Integral to the tale is S. Tilottama, real and adopted daughter of Maryam Ipe. Tilo’s story, and that of the three men who love her, is told not only by her, but by Dr Azad Bhartiya (fasting Free Indian), Biplab Desgupta (her ex-Intelligence Bureau landlord), and Musa Yeswi (elusive militant). Filling out the quirky cast are a paraven calling himself Saddam Hussain, Zainab the Bandicoot, Naga the journalist, a singing teacher, and an abandoned baby, to name just a few.

How all their lives intersect and how these lives are impacted upon by Government and policy, and in particular, the Kashmiri freedom struggles, is told using vignettes, anecdotes, loosely connected short stories, moral tales, memos, disjointed scraps, accounts that take detours and meander off on tangents. As with Rushdie, Seth and Mistry, this novel has that unmistakeable, essential Indian quality, in characters, in dialogue, in plot.

But here, moreso than in The God of Small Things, the fact that this is a novel by Arundhati Roy the social activist, is very much in evidence (as readers of her non-fiction works will attest) and thus includes illustrations of the many issues against which she rails. Some reviewers describe this novel as “preachy”; the causes are worthy, but readers may feel that is it is only a shade off being exactly that, and perhaps be forgiven for wishing that it was more novel, less moral tale.
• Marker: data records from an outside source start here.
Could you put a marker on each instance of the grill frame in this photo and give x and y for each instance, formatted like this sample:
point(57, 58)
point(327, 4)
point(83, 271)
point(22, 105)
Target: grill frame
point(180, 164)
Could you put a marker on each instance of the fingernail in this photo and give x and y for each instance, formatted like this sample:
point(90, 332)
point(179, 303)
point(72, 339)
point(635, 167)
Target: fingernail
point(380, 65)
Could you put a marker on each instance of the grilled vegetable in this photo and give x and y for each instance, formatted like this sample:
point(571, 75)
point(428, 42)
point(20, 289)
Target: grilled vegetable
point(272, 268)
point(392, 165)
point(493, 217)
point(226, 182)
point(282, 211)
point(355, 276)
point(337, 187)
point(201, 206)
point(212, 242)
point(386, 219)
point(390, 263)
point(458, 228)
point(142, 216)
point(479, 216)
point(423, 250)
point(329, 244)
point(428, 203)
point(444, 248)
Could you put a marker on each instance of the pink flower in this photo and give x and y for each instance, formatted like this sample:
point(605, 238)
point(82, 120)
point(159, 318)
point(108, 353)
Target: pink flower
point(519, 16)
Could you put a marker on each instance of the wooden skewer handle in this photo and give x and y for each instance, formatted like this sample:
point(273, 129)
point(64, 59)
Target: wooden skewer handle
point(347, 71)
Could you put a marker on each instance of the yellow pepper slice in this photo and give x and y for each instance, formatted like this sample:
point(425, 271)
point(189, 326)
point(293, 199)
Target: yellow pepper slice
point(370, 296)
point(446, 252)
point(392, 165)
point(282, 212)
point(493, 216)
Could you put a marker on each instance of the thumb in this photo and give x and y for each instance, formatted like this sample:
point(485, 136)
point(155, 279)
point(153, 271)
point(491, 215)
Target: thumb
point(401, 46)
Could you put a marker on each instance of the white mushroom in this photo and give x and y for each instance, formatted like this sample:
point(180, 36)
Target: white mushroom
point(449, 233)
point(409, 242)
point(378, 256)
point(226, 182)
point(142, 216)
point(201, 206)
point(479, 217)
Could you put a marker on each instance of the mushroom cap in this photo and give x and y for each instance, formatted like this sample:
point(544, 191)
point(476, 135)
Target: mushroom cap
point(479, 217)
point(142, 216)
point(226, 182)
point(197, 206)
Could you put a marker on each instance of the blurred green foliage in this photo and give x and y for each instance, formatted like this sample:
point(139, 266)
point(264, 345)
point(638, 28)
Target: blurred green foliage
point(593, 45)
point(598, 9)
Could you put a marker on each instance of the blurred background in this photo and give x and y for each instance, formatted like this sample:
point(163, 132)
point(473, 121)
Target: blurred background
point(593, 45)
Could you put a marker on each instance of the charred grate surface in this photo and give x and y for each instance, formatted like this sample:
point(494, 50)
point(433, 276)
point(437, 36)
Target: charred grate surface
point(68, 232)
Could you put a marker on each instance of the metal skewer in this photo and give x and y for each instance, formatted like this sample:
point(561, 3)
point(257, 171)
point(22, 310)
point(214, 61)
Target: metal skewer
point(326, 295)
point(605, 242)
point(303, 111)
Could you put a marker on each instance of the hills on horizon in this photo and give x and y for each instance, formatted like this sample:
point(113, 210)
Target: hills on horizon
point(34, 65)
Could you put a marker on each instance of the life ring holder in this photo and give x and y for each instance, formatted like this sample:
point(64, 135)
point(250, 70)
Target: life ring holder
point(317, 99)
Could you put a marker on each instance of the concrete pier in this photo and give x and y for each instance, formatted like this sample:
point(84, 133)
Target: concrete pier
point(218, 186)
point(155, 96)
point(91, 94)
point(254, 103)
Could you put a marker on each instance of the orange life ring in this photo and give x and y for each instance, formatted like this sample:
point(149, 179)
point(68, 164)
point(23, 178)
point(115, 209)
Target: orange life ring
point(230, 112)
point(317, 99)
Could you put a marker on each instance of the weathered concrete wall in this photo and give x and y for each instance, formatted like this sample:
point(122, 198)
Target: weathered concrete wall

Some of Roy’s descriptive prose, as with in The God of Small Things, is staggeringly beautiful, poetic and profound: “They understood of course that it was a dirge for a fallen empire whose international borders had shrunk to a grimy ghetto circumscribed by the ruined walls of an old city. And yes, they realised that it was also a rueful comment on Mulaqat Ali’s own straitened circumstances. What escaped them was that the couplet was a sly snack, a perfidious samosa, a warning wrapped in mourning, being offered with faux humility by an erudite man who had absolute faith in his listeners’ ignorance of Udru, a language which, like most of those who spoke it, was gradually being ghettoized.”

However, the vague and veiled references to certain personages, events and ideas which are, perhaps, obvious to those familiar with Indian current affairs, will go straight over the heads of other readers, the message will be lost or less than clear. There is humour, heartache, despair and hope, there is much cruelty but also abundant kindness, making it a moving and powerful read.
peter carr

What the hell is this all about ?
If you think you don't have enough work in your life, read this book. It feels like trying to sort out your attic. Obscure prose, hordes of dusty bits and pieces you have to wade through to get to the questionable moral in the far corner of the unlit room. Jumbles of unmemorable names, "clever " jumps back and forward in time, and a cast of grotesques that add nothing to the story. There's an old chest in one corner, stuffed with forced references to trans rights that feels as though it is crowbarred in to appeal to "modern" thinkers. only in the last quarter of the book does it start to feel like literature, and by then you will have lost the will to live.
Ursula Swamy

A highly-overated book - not literature at all
II recently read the novel The Ministry of Utmost Happiness by Arundhati Roy.
I found the book to be immature in its writing, poor prose and the stories within do not cohere. If it is magical realism then her writing needs to be vastly improved. I do not think she understands what fiction actually implies. Her non-fiction is probably better written.